Adam Levin: They call it Malware, they call it that and what that means is that if you click on something you shouldn’t and it’s oftentimes it can be just a picture that was sent by someone you thought was a friend.
Jill Schlesinger: Or thought have a good sense of humor.
Adam Levin: That’s true.
Adam Levin: It will contain malicious code. This code will then crawl into your computer and turn your computer into a transmitter which means that every time you go to your bank or your credit union or your stock broker and you enter in an account number as well as putting your password, somebody in the Ukraine or some place close there to suddenly, gets all your information. So it’s very, very important to make sure your computer is protected as possible.

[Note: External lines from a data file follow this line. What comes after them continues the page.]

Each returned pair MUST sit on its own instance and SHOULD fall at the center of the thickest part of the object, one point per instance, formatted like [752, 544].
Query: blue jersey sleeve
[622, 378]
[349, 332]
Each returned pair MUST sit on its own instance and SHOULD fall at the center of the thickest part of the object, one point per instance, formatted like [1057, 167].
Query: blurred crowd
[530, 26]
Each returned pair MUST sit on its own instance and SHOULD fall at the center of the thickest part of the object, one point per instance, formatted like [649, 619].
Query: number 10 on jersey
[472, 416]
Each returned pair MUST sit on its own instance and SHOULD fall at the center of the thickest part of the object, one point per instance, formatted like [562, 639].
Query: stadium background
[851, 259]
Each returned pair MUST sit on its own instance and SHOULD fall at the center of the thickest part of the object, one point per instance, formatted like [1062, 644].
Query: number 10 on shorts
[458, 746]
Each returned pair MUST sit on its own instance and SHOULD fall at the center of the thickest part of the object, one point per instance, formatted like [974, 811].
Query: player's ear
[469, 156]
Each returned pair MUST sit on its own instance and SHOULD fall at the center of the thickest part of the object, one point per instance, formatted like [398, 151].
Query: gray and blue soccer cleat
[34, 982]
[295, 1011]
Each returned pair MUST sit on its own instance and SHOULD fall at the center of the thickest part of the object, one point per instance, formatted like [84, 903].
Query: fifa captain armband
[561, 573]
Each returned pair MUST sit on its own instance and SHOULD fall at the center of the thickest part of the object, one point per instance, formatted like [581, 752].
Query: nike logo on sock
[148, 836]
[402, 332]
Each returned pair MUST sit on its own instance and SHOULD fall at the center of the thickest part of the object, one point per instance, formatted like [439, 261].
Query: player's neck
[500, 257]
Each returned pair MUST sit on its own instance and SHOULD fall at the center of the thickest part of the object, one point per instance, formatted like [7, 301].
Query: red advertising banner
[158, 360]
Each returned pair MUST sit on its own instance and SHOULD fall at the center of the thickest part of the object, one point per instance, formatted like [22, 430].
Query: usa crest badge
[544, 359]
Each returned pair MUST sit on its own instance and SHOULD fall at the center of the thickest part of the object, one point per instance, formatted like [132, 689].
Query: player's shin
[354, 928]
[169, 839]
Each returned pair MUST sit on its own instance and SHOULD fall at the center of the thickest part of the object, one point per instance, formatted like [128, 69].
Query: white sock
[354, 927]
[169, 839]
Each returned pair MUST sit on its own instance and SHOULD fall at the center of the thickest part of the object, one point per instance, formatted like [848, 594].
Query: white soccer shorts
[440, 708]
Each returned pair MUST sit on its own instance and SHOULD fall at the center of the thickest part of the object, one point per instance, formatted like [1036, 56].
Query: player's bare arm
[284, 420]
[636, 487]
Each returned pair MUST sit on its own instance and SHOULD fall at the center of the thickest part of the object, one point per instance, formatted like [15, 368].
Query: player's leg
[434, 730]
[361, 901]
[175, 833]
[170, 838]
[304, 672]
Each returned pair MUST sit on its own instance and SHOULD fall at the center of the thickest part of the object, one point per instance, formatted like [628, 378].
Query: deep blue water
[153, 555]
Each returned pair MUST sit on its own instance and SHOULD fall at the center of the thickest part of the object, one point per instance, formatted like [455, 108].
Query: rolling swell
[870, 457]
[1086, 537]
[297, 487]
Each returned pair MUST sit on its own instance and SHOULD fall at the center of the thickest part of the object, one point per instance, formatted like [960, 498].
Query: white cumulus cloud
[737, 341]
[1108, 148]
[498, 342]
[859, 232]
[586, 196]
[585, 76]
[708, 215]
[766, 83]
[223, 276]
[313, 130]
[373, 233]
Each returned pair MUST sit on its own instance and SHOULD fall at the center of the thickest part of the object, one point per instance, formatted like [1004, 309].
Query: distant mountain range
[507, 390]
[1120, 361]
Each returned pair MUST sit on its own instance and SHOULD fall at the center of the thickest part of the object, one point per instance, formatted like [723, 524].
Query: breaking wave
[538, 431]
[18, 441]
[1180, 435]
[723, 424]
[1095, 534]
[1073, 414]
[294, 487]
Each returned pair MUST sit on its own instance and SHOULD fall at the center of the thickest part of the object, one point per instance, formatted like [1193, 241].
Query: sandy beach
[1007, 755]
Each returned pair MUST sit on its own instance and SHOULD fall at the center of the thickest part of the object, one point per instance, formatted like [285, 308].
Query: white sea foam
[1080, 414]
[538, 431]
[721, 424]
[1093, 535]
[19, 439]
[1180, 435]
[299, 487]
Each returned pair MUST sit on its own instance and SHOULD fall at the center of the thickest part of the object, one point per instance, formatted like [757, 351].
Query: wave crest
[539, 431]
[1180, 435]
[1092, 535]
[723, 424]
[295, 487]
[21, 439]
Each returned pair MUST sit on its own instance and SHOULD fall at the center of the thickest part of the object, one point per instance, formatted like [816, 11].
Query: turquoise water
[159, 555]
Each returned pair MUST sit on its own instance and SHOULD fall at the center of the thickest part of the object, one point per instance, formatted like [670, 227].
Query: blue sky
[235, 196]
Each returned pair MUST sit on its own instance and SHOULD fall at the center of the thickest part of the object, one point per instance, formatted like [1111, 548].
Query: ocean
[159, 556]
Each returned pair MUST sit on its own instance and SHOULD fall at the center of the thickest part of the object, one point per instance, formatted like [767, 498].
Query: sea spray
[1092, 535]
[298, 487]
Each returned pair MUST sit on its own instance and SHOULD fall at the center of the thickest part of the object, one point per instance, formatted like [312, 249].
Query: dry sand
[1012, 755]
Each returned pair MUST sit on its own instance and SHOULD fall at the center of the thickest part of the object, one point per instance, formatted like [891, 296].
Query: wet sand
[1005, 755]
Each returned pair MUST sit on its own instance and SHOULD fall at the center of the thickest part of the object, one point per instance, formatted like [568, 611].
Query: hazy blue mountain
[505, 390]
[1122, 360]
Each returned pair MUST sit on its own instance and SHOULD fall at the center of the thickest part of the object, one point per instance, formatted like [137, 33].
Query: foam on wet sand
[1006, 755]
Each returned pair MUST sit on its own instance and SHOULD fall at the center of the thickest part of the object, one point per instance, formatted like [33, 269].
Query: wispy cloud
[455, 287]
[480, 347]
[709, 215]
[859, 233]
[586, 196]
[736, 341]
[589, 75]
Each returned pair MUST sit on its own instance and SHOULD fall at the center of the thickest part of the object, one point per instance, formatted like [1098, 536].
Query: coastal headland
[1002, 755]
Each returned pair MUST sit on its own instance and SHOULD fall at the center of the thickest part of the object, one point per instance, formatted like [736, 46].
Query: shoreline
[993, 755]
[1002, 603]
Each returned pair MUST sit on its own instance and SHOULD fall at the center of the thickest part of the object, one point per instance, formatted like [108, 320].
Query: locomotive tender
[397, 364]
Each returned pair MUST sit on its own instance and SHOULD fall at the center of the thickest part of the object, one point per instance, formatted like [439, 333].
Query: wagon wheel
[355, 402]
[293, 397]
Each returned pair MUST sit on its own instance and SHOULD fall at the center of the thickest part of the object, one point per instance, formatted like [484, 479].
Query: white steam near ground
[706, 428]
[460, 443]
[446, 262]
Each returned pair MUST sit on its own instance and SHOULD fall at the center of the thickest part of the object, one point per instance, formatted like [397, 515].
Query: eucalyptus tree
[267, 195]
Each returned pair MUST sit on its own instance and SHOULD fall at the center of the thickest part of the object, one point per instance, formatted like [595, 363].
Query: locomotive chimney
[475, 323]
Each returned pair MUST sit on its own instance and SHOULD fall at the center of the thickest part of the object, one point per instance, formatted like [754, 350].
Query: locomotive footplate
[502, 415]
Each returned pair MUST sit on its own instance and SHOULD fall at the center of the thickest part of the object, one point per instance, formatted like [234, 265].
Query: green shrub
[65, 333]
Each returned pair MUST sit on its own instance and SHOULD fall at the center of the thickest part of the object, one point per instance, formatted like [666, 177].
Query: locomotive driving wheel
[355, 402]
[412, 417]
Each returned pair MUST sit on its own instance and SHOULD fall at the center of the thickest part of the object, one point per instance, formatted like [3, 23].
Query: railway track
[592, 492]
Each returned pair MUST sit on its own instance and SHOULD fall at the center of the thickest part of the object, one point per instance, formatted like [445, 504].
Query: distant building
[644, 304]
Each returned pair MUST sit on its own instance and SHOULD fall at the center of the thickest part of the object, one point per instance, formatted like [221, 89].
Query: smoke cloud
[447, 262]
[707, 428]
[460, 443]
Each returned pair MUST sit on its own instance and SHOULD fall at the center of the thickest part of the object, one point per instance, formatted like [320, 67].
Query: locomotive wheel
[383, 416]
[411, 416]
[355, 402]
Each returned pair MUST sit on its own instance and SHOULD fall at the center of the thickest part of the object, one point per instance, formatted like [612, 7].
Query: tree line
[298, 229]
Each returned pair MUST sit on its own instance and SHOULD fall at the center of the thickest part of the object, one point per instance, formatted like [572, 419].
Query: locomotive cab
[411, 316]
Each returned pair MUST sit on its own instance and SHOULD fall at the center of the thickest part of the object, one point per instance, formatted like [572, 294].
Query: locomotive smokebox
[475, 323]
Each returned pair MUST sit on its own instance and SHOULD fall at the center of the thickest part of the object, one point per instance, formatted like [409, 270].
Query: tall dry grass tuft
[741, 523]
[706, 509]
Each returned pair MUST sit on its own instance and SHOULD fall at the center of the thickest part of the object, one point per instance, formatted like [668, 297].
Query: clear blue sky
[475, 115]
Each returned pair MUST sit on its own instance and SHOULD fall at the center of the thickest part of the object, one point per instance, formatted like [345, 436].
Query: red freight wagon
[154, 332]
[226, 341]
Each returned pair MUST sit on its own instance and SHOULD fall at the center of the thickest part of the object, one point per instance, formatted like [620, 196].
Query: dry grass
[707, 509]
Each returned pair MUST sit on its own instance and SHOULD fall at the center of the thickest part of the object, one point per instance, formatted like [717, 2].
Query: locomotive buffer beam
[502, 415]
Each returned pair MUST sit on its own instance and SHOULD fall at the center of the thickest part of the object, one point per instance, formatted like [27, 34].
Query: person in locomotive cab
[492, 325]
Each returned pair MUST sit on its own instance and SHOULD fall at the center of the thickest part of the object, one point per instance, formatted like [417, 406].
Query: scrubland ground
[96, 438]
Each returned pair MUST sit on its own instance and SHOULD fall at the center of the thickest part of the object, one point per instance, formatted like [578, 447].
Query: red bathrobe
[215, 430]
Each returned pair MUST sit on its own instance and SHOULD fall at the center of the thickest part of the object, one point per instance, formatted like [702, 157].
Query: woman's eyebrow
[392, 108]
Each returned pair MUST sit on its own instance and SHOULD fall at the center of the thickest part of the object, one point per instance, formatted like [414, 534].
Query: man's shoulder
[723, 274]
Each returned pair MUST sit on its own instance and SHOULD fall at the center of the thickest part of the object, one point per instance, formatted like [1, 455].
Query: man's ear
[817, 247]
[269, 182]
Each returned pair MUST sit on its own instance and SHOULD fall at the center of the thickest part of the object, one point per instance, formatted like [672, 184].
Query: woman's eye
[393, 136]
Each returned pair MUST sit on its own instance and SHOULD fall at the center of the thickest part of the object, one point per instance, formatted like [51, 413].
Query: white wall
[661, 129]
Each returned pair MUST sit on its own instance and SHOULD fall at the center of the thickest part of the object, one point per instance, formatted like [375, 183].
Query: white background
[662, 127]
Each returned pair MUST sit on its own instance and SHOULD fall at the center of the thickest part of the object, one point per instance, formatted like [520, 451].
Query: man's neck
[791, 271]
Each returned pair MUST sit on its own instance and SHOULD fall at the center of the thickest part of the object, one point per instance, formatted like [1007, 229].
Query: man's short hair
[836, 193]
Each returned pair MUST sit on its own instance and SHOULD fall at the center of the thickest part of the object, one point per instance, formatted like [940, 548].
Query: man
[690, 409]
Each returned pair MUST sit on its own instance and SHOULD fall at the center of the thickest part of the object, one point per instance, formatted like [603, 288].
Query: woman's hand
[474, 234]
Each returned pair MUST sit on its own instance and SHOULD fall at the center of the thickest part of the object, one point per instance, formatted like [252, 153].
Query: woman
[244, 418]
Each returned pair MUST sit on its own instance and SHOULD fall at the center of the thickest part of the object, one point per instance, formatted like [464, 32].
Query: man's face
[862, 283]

The second thing is we know that American Press always says don’t leave home without it but the corollary to that is don’t leave home unless you’ve left a bunch of your credit cards and debit cards home. If you go out, don’t take more than one ATM or debit card.
Jill Schlesinger: No, you don’t need to have your entire life with you all the time.
Adam Levin: No, you don’t and don’t take 48 credit cards with you because first of all.
Jill Schlesinger: You don’t have 48 credit cards for God’s sake, okay sorry just a moment of sanity there.
Adam Levin: There you go, but what you need to do is first you should have been reserved because if your credit card or debit card gets lost or stolen you immediately have an alternative as opposed to having to wait a few days to take out and it be replace.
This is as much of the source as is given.